城主府,书房
厚重的窗帘隔绝了室外的光亮,沉闷的房间內只点著一盏散发著昏黄光芒的炼金灯。
城主理察坐在书桌后,大半张脸隱没在阴影中,让人猜不透他此刻的心情。
“……所以,你们的意思是,”他的语调听不出喜怒,“由於一些不知名的原因,你们的任务超额完成,导致了圣光教廷的圣子死了,是吗?”
书桌前,理察的几位心腹正跪在那昂贵的毛毯上,他们脑袋几乎著地,大气都不敢喘。
“大人,这件事的情况……很复杂……”负责此次行动的头领咽了咽口水,小声说道。
“当时的现场实在是太混乱了……现场爆炸的威力远超预期,完全失控了……”
“失控?”理察冷漠地打断了他的解释。
“你们事先埋设炼金炸药的时候,难道就不会勘察清楚周围的环境?连这点用量都搞不清楚?”
“不是的大人!”那个负责安装炼金炸弹的头巾男连忙辩解。
“原本的用量最多造成小范围的坍塌,根本不可能……”
“一定是那些密教徒!”头巾男忙不迭失地將责任推了出去。
“他们也在现场,一定是他们做了手脚!他们几乎不听我们指挥,也不跟我们打配合,就只顾著杀人……”
“要是没有他们,我们原本的计划肯定没问题!爆炸也会被控制在一个合理的范……”
他的话还没说完,理察阴沉的脸上闪过一丝暴戾。
他瞬间从椅子上消失,下一刻出现在了头巾男的面前。
“呃——”
头巾男的脖子被理察单手扼住,整个人双脚离地,在半空中不断挣扎,脸色因为窒息瞬间涨红成了猪肝色。
“听你的意思,还是我的决策有问题?”理察语气幽幽地问道。
头巾男拼命地摇头,喉咙里发出痛苦的嗬嗬声,仅仅几秒钟便彻底没了声息,隨后被理察像是丟垃圾一样扔在地上。
书房內再次陷入了死寂。
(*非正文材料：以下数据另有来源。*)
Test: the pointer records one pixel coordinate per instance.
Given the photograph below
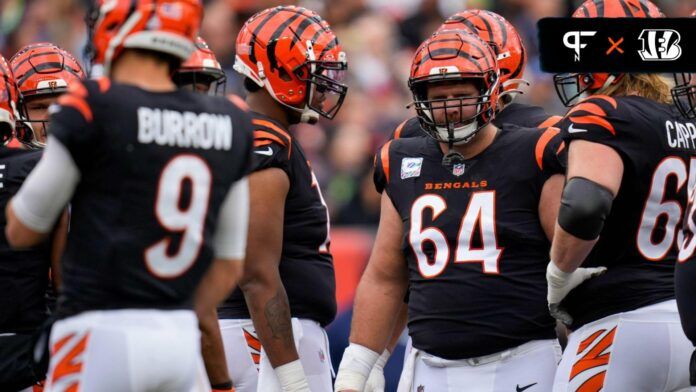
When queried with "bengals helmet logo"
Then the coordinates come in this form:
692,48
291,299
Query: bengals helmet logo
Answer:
660,45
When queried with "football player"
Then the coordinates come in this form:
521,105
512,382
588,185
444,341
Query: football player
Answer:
466,219
512,58
511,55
684,91
23,274
201,72
43,72
156,178
629,166
273,327
684,96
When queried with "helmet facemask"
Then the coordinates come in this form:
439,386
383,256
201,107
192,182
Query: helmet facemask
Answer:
324,79
684,94
444,119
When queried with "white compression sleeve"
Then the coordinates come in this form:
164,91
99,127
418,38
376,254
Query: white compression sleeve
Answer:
233,223
48,188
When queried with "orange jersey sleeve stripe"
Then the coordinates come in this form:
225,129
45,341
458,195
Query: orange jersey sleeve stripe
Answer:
261,143
78,104
607,98
384,156
549,121
397,133
589,107
261,135
596,120
543,141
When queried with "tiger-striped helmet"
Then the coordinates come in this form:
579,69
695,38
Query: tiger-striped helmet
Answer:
454,56
201,71
684,91
9,97
292,53
571,86
501,36
164,26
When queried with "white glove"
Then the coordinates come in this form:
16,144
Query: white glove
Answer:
355,367
375,382
291,377
561,283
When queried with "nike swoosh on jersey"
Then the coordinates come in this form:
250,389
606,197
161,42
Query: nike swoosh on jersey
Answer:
267,152
518,389
572,129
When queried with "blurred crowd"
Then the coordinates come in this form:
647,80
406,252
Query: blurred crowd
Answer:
379,37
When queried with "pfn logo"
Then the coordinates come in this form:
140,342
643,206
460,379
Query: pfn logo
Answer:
660,45
575,44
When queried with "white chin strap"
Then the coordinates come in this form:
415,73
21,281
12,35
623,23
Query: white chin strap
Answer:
309,116
520,87
464,133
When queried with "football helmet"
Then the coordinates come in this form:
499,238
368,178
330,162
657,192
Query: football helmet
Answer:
41,70
684,91
165,26
454,56
292,53
9,97
571,86
502,36
201,72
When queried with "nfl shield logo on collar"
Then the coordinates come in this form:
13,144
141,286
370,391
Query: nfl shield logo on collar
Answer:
410,167
458,169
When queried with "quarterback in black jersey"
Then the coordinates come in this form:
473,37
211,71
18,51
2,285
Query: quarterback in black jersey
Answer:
293,65
23,274
630,161
465,226
156,179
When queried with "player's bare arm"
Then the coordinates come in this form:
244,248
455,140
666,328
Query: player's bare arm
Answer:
378,298
261,284
215,287
221,278
594,177
597,163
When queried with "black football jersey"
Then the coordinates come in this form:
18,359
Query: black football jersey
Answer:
306,265
475,247
522,115
155,169
685,271
517,114
23,273
640,238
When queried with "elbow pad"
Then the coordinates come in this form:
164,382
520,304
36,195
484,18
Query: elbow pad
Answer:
584,208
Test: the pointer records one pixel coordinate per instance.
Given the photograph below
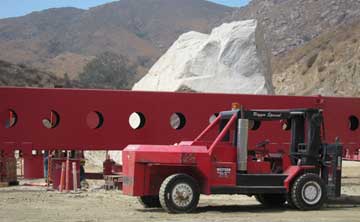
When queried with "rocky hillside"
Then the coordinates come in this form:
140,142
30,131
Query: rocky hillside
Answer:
292,23
24,76
74,41
327,65
64,40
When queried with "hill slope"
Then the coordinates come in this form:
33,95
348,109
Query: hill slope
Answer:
327,65
64,40
292,23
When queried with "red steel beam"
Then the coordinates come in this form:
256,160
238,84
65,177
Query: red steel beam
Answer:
72,118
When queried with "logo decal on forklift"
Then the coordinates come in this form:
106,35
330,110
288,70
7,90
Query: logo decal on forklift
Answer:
223,171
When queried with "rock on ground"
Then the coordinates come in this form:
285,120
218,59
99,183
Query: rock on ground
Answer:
231,59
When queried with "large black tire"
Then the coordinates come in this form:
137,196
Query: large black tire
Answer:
179,193
149,201
271,200
308,192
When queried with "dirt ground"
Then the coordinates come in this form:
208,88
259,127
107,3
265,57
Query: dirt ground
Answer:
23,203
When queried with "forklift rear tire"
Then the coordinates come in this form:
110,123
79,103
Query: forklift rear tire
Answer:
308,192
271,200
179,193
149,201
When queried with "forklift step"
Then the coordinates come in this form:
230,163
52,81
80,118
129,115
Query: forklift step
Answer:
248,190
260,180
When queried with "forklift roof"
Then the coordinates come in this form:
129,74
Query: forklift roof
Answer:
267,114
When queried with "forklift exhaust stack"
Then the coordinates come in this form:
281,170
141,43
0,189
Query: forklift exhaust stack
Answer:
242,144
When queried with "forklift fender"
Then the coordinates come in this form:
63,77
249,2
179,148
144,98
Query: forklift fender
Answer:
292,173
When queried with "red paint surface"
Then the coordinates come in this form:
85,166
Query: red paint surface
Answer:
76,113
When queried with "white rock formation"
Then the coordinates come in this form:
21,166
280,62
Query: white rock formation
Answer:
232,59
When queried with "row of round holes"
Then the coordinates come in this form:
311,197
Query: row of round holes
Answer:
95,120
137,121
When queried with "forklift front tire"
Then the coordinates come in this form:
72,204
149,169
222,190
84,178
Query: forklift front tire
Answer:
308,192
149,201
179,193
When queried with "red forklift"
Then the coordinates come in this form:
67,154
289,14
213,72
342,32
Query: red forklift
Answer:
174,176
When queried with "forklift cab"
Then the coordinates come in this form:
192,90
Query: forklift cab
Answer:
306,148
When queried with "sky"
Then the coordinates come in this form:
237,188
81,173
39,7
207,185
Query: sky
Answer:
13,8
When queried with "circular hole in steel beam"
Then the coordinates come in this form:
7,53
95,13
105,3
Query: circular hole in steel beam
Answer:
353,123
95,120
11,120
177,121
254,124
52,121
137,120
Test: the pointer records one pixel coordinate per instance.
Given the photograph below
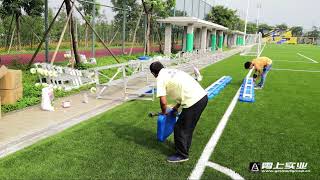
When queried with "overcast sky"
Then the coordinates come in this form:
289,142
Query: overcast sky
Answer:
292,12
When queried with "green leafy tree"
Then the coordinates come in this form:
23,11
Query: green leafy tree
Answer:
265,27
155,8
87,9
282,27
224,16
251,28
14,9
315,32
297,31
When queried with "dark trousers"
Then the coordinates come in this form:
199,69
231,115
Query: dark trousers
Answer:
185,125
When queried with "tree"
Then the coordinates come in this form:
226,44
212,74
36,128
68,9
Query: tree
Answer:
297,31
87,9
315,32
282,27
73,37
251,28
155,8
265,27
224,16
14,8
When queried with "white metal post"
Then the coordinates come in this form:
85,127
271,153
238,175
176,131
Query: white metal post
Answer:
246,22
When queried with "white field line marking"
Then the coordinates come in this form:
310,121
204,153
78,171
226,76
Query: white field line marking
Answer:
225,170
291,61
308,58
208,150
297,70
262,49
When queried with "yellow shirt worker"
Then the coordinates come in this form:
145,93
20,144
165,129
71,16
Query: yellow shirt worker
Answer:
188,94
262,66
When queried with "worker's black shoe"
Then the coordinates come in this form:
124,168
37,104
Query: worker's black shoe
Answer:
176,158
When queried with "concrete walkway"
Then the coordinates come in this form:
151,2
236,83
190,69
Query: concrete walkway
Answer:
23,128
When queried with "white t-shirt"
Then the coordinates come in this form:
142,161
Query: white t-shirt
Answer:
180,86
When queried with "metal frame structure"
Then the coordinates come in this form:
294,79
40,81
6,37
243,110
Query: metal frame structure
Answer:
136,79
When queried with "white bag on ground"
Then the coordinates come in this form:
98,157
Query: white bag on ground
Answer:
47,98
197,73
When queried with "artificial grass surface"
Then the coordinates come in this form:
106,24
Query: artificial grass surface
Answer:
281,126
121,143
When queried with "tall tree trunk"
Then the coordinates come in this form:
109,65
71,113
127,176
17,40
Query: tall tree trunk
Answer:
73,37
8,34
86,35
148,37
18,32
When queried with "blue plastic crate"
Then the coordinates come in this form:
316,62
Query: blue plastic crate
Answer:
166,125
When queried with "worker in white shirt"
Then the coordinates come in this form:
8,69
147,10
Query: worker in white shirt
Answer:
188,94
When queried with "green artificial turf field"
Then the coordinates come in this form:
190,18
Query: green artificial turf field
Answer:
281,126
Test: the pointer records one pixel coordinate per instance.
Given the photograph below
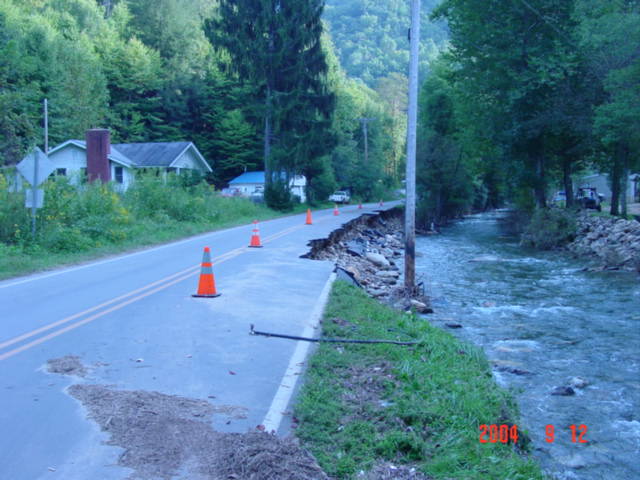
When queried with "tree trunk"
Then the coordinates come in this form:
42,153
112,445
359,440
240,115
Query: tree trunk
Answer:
625,180
616,173
568,182
540,183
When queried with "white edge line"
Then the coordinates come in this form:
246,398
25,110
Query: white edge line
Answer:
280,401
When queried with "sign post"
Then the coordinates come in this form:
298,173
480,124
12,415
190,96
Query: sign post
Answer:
34,194
35,168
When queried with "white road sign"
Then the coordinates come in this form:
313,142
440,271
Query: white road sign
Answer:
45,167
29,198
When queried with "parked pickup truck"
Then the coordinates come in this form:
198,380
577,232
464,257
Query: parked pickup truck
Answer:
340,197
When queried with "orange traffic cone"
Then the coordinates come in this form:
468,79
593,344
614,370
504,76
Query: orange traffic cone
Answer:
255,238
207,284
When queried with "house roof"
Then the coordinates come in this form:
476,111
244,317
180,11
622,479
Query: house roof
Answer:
258,178
159,154
115,155
249,177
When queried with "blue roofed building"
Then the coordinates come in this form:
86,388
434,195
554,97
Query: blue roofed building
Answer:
250,182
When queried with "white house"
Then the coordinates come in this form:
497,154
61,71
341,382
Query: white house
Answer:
249,182
602,183
70,159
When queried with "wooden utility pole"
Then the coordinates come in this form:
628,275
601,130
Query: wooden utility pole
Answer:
46,127
410,206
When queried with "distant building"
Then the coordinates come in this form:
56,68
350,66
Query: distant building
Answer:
250,182
118,162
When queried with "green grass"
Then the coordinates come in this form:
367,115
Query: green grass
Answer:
421,405
78,225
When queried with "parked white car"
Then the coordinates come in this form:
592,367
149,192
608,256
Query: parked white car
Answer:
340,197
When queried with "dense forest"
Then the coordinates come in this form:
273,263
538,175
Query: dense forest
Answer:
517,99
371,36
529,95
165,70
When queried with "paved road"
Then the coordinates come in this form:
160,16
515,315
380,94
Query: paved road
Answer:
132,321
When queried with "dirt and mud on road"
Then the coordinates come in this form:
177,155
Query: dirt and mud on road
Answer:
167,436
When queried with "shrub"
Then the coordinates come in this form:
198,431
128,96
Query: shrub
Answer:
550,228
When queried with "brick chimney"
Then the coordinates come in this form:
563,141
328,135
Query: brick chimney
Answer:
98,147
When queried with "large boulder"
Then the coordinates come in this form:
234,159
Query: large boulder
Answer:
377,259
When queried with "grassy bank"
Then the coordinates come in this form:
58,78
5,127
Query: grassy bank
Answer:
77,225
423,405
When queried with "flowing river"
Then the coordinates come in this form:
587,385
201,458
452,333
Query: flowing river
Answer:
543,321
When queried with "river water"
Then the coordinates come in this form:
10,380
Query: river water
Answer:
542,321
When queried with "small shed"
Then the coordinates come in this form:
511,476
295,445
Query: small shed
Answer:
249,182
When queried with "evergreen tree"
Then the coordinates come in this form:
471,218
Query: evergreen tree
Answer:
276,46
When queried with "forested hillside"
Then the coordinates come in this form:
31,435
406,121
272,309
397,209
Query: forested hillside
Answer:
529,96
163,70
371,36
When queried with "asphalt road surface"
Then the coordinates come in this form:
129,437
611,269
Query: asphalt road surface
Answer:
134,325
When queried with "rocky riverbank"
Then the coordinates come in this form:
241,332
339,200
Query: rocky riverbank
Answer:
613,243
369,252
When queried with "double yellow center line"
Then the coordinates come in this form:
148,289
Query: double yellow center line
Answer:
64,325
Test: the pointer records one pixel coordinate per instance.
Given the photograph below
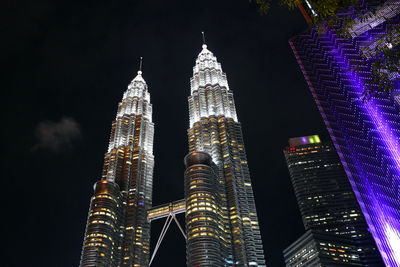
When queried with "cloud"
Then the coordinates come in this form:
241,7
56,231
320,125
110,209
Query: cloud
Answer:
57,136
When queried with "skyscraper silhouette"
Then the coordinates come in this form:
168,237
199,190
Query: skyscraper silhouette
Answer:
365,133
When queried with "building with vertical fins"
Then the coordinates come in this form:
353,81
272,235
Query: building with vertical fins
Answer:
337,231
365,133
215,129
117,230
205,242
221,220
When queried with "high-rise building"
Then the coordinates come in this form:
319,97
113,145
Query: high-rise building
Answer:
319,249
215,129
117,231
221,220
327,204
365,133
205,245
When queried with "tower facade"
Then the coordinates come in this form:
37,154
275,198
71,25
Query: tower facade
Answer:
328,206
214,129
204,244
365,133
117,231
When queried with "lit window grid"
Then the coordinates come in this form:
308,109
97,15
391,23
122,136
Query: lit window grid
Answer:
365,134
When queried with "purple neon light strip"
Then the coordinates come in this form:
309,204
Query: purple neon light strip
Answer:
388,138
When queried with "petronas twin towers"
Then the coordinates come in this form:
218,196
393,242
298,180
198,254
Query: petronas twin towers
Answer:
221,220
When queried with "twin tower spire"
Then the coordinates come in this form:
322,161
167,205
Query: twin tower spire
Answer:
221,224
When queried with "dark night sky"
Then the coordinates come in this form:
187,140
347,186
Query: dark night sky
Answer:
66,66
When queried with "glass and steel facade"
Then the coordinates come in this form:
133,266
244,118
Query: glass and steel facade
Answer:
215,129
326,200
205,245
365,133
117,231
319,249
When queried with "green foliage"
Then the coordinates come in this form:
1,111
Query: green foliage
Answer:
385,62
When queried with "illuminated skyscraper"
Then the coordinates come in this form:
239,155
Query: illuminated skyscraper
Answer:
365,134
214,129
117,231
328,207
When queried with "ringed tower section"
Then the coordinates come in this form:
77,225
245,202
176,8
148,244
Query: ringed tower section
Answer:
214,128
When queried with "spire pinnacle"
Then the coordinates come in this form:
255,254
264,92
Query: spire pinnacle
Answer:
140,65
204,40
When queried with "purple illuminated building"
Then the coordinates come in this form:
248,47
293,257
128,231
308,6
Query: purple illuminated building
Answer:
366,135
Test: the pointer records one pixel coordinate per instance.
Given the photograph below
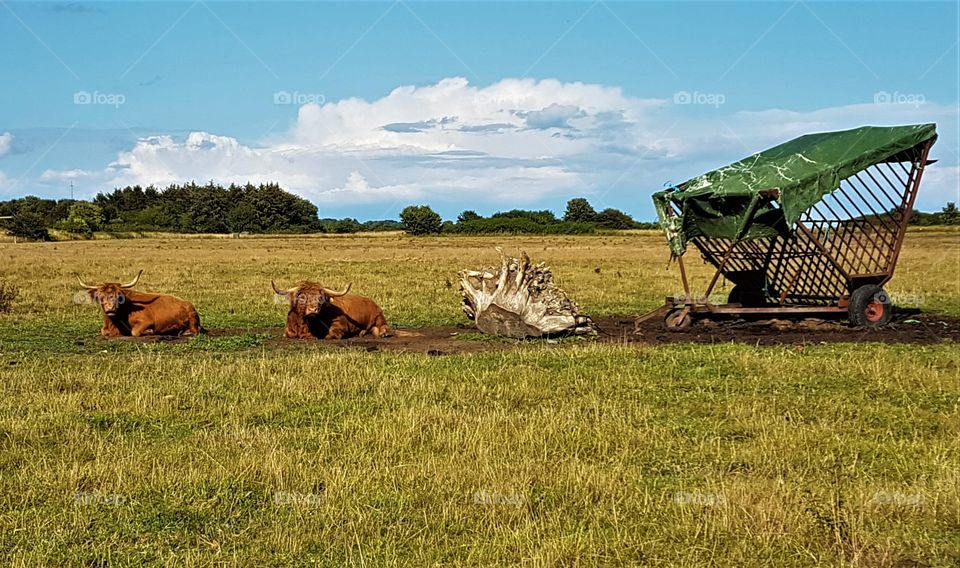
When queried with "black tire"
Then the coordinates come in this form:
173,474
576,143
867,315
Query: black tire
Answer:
672,323
870,306
746,296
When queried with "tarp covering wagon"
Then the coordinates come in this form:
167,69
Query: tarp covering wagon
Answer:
814,225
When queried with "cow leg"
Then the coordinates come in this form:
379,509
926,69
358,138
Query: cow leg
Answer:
141,329
193,324
336,331
110,331
380,327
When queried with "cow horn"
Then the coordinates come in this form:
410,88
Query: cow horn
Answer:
133,282
334,293
84,284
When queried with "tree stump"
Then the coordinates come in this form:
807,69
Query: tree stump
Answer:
520,300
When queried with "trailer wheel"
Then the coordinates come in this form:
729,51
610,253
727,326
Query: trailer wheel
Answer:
870,306
673,319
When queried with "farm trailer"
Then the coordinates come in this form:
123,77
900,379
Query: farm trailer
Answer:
813,226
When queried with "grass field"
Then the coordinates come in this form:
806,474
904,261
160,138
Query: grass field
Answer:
222,451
剩下的头领和其他人嚇得瑟瑟发抖,头埋得更低了。
“大人,大人息怒……”那个头领脑袋磕在地上,甚至不敢去看地上的尸体一眼。
作为理察的心腹,他深知理察的脾气,此刻必须立刻找到转移怒火的焦点。
“其实目前只是有圣子殉难的消息传出,还並不能完全確定圣子已死……”他支支吾吾地说道。
“重点是这个吗!”看著这个还在心存侥倖的蠢货,理察终於忍不住怒骂出声,“重点是圣子已死的消息传出去了!”
“现在所有人都知道了这件事,所有!你懂吗!”
“全城人都知道了圣光教廷的圣子,死在了我管辖的威兰斯城!”
理察的胸膛剧烈起伏,眼中充满了惊怒与恐惧。
圣子如果只是受点小伤,这一切都有迴旋的余地,在他们教廷內部,甚至会將原因归咎於圣子年轻无能。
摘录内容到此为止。